|Put 'em in Cooperstown
Yesterday, Rob Neyer said this in the course of trying to identify the best catcher this decade:
So it's Posada vs. Rodriguez in a fight to the finish. And while the finish won't be until October of 2009, I have a hard time believing that Pudge can do enough in the next four months -- or has done enough with his glove and arm over the last nine seasons -- to make up for that 16-point gap in OPS+.
Ivan Rodriguez is going into the Hall of Fame. Posada isn't, and shouldn't; he just happens to have played the lion's share of his fine career in a single decade.
Jorge Posada, to me, looks like a clear choice as one of the dozen best catchers of all-time . . . I absolutely think a [Hall of Fame] case can be made for Posada, even if he retired tomorrow . . . It's a shame that Posada can't elicit more enthusiasm for his accomplishments. Here's hoping, nine years from now, that the other voting members of the BBWAA are kinder to Posada than Rob will be.
It sort of kills things for me to know that Rob and Jonah are friends, because I think it would be fun to have a nasty fight over this. As it is, they'll probably just marshall evidence and arguments. Oh well.

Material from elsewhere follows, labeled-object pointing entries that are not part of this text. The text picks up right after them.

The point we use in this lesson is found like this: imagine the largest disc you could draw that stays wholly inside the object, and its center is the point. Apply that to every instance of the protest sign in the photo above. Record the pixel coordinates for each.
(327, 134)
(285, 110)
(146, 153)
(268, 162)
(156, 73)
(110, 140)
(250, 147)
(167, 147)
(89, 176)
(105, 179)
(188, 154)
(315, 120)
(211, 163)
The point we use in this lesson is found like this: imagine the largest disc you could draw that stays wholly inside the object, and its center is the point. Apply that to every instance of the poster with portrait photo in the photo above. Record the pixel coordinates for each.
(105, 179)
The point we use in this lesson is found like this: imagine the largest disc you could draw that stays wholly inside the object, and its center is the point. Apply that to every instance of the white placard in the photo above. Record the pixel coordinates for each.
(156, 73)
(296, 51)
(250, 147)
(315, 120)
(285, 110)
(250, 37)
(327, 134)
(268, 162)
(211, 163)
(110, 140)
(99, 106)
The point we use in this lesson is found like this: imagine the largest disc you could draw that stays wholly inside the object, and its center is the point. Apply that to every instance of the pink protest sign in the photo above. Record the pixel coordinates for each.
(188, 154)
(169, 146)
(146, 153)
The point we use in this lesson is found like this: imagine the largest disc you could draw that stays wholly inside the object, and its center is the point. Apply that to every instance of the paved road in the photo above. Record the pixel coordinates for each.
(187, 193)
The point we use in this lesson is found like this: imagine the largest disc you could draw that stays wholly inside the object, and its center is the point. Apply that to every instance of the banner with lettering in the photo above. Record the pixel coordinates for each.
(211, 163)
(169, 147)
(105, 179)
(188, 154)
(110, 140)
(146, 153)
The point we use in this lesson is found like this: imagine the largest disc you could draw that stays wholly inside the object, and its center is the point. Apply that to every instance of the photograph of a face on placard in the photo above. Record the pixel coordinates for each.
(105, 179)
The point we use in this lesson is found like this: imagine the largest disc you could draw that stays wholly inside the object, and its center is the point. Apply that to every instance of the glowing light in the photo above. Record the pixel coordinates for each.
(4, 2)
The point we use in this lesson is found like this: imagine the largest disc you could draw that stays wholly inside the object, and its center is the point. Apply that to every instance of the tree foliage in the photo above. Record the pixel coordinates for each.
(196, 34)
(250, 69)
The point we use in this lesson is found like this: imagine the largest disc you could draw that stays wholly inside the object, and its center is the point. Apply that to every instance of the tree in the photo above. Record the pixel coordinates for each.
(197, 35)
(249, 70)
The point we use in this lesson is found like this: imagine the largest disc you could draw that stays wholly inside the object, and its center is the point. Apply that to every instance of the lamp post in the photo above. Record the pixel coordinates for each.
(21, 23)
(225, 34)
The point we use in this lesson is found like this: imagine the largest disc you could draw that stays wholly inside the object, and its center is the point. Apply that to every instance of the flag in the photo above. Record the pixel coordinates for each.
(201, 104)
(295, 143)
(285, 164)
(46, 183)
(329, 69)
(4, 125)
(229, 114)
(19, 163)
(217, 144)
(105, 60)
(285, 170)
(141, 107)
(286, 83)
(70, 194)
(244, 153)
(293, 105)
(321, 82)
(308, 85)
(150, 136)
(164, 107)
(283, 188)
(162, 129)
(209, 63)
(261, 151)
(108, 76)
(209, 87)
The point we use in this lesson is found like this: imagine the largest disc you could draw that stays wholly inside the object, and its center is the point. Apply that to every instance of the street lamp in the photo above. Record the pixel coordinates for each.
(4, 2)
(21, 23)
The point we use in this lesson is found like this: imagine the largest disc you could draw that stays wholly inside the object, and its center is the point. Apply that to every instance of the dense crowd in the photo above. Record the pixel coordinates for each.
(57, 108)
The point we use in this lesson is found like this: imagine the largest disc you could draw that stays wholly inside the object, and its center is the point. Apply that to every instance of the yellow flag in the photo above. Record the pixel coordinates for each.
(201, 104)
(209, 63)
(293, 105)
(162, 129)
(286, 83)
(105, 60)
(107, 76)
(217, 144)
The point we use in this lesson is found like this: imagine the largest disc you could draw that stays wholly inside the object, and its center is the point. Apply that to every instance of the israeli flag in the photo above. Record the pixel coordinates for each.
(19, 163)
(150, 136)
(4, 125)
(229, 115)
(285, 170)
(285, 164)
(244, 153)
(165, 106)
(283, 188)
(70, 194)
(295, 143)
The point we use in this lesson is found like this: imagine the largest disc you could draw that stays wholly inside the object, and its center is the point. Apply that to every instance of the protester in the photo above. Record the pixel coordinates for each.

In any event, I'm leaning more to Jonah's side of things here, though I don't agree that Posada would go in if he retired tomorrow. His case is really a Carlton Fisk-style case, and my sense was that people didn't truly appreciate Fisk as a Hall of Famer until the longevity portion of the argument really kicked in during his years in Chicago. Posada has no MVP awards like Rodriguez and was never the hitter Piazza was, but he has been a clearly above-average, and oftentimes excellent catcher who is aging well. He'll also get a bump for the World Series rings which, while not as important to a Hall of Fame case as many think it is, isn't unimportant. Mostly though, I think people will look back at the Yankees teams of the 90s and 2000s and ask themselves who is worthy of induction from that crew. Torre, Jeter and Rivera should be no-brainers. I think most will agree that more than just those three were responsible for the extended run of greatness. When looking to add a name or two to that list, Posada's is the best available in my view, and on that basis, he goes in.
Is that the most scientific reason for putting someone in the Hall of Fame? Nah. But if we've learned anything over the years it's that Hall of Fame voting isn't very scientific. I've grudgingly accepted that, so I think I'm entitled to use a little non-scientific argument of my own. On that basis, Jorge makes it.